Hdu1007 quoit design [governance]

Quoit Design

Time Limit: 10000/5000 MS (Java/others) memory limit: 65536/32768 K (Java/Others)
Total submission (s): 30505 accepted submission (s): 8017

Problem descriptionhave you ever played quoit in a playground? Quoit is a game in which flat rings are pitched at some toys, with all the toys encircled awarded.
In the field of cyberground, the position of each toy is fixed, and the ring is carefully designed so it can only encircle one toy at a time. on the other hand, to make the game look more attractive, the ring is designed to have the largest radius. given a configuration of the field, you are supposed to find the radius of such a ring.

Assume that all the toys are points on a plane.

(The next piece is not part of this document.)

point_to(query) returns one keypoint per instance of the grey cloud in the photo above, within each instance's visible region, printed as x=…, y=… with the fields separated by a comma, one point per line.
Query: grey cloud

A point is encircled by the ring if the distance between the point and the center of the ring is strictly less than the radius of the ring. if two toys are placed at the same point, the radius of the ring is considered to be 0.
 

 

Inputthe input consists of several test cases. for each case, the first line contains an integer N (2 <=n <= 100,000), the total number of toys in the field. then n lines follow, each contains a pair of (x, y) which are the coordinates of a toy. the input is terminated by n = 0.
 

 

Outputfor each test case, print in one line the radius of the ring required by the cyberground manager, accurate up to 2 decimal places.
 

 

Sample Input

20 01 121 11 13-1.5 00 00 1.50

 

 

Sample output

0.710.000.75

Given N points, calculate half of the distance between the two points with the shortest distance.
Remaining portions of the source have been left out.